Reculer une partie des dépôts d’hydrocarbures de la Pallice pour mieux sécuriser les habitants du quartier est techniquement possible et financièrement coûteux. Telle est la conclusion de l’étude que l’Institut national de l’environnement et des risques industriels (Ineris) a remise – le 27 mars – à la préfète de la Charente-Maritime, Béatrice Abollivier (1).
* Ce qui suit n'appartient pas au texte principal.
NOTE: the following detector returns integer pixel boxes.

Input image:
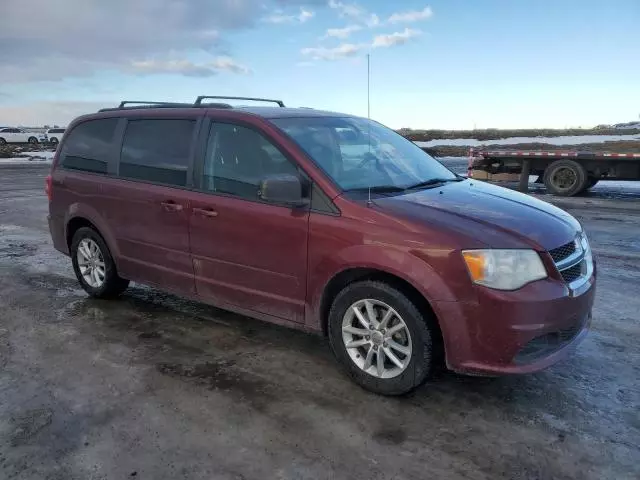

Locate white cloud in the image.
[324,25,362,39]
[371,28,422,48]
[131,57,250,77]
[387,7,433,24]
[364,13,380,28]
[301,43,365,60]
[329,0,367,18]
[0,0,320,81]
[0,100,110,127]
[329,0,380,27]
[262,8,316,24]
[209,57,251,74]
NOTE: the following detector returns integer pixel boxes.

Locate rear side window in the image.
[119,119,196,187]
[60,118,118,174]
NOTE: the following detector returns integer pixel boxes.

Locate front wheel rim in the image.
[76,238,106,288]
[342,299,413,378]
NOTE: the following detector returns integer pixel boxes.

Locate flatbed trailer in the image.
[469,148,640,197]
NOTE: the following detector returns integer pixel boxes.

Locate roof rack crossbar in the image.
[118,100,189,108]
[194,95,284,108]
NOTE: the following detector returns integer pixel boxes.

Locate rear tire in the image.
[328,281,436,395]
[544,160,589,197]
[70,227,129,298]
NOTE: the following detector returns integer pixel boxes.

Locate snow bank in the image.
[415,135,640,147]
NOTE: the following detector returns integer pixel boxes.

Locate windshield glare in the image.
[272,117,456,191]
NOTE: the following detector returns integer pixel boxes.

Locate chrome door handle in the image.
[193,208,218,217]
[160,200,183,212]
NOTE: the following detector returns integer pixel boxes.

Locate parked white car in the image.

Ce rapport s’inscrit dans la préparation du Plan de prévention des risques technologiques (PPRT) des sociétés pétrolières Picoty et SDLP que la préfecture veut boucler avant la fin de l’année. Il avait été commandé à l’Ineris, à la demande pressante d’une association du quartier, Respire.
Conclusions attendues
Le rapport ne fait que confirmer ce que personne n’ignorait : déplacer des cuves revient bien plus cher (27,3 millions d’euros) que de déloger leurs plus proches riverains (3 M€). Pour la société Picoty, l’Ineris préconise la suppression de six cuves de gasoil, d’un volume total de 84 775 mètres cubes, compensée par la reconstruction de quatre nouveaux bacs de même contenance au nord du site. La capacité de trois autres cuves serait réduite au moins de moitié.
Pour SDLP ( filiale de Total), moins proche des habitations, la sécurisation de deux cuves, par la mise en place d’une double paroi, suffirait à réduire le risque.
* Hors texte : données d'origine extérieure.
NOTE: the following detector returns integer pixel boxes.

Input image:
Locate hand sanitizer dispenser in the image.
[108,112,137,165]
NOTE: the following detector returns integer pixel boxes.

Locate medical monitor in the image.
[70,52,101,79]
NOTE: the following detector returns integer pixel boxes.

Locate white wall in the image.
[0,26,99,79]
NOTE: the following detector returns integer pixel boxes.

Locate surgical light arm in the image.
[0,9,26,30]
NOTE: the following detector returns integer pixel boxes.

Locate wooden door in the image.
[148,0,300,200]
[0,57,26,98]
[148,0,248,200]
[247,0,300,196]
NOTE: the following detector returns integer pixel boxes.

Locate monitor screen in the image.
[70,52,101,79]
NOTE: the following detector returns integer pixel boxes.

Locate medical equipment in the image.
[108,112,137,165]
Ce jeu de cuves musicales permettrait de sortir « 16 enjeux » (traduisez des habitations) de la « zone de délaissement » ( comprenez d’expropriation) prévue par le PPRT, lequel concerne au total quelque 500 immeubles et plus de 1 500 personnes. C’est-à-dire que leurs propriétaires ne seraient plus expulsables mais devraient procéder (en partie à leurs frais) à des travaux de sécurité dans leur logement.
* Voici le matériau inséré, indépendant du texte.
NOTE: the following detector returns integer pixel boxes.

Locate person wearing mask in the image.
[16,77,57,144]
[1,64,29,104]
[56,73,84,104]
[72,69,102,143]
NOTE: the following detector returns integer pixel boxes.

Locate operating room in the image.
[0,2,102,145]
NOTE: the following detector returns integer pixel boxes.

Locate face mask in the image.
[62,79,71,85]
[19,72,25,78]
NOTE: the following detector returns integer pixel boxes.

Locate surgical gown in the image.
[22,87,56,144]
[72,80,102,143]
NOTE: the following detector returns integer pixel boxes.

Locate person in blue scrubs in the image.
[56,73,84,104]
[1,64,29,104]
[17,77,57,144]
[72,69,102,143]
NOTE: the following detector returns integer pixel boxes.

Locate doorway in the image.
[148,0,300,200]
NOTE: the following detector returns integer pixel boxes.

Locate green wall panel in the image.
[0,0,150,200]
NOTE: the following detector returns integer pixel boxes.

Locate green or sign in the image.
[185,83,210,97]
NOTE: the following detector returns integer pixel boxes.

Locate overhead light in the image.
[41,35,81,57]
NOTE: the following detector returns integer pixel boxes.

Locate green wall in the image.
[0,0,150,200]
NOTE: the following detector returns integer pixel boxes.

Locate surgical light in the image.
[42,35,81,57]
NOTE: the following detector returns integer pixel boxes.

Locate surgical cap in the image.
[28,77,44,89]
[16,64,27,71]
« Nous, nous proposons des solutions techniques, confie-t-on à l’Ineris, notre mission n’est pas de les chiffrer. » L’évaluation financière est donc le fait de l’exploitant, la société Picoty. Les 27,3 M€ comprennent la construction des quatre nouvelles cuves pour 22,4 M€ et le démantèlement ou la réduction des neuf anciennes pour 4,9 M€. Soit neuf fois la somme que, selon l’estimation des Domaines, l’État débourserait pour racheter les 16 « enjeux » concernés.
« Une question politique »
27 millions d’un côté, 3 de l’autre. L’association Respire ne veut pas laisser la préfecture résumer le débat à cette simple équation. Elle fait valoir que, pour prix de son investissement, Picoty disposerait de bacs flambant neufs (si l’on ose dire) au lieu de ses anciennes cuves amorties depuis plusieurs crises pétrolières. Elle rappelle aussi que l’évaluation est celle de l’industriel, lequel a tout intérêt à alourdir la facture.
Et puis, ajoute son président, Raymond Bozier, « c’est avant tout une question politique : il faut savoir ce qui est le plus important, des intérêts économiques d’un pétrolier ou de ceux collectifs des habitants de Laleu et la Pallice. »
Jeudi à la préfecture, Raymond Bozier a claqué la porte de la commission de suivi des sites, pour protester contre « l’omnipotence de l’État » qui « considère les riverains comme quantité négligeable. »
(1) Le document est consultable sur le site de la Dreal Poitou-Charentes (Direction régionale de l’environnement, de l’aménagement et du logement).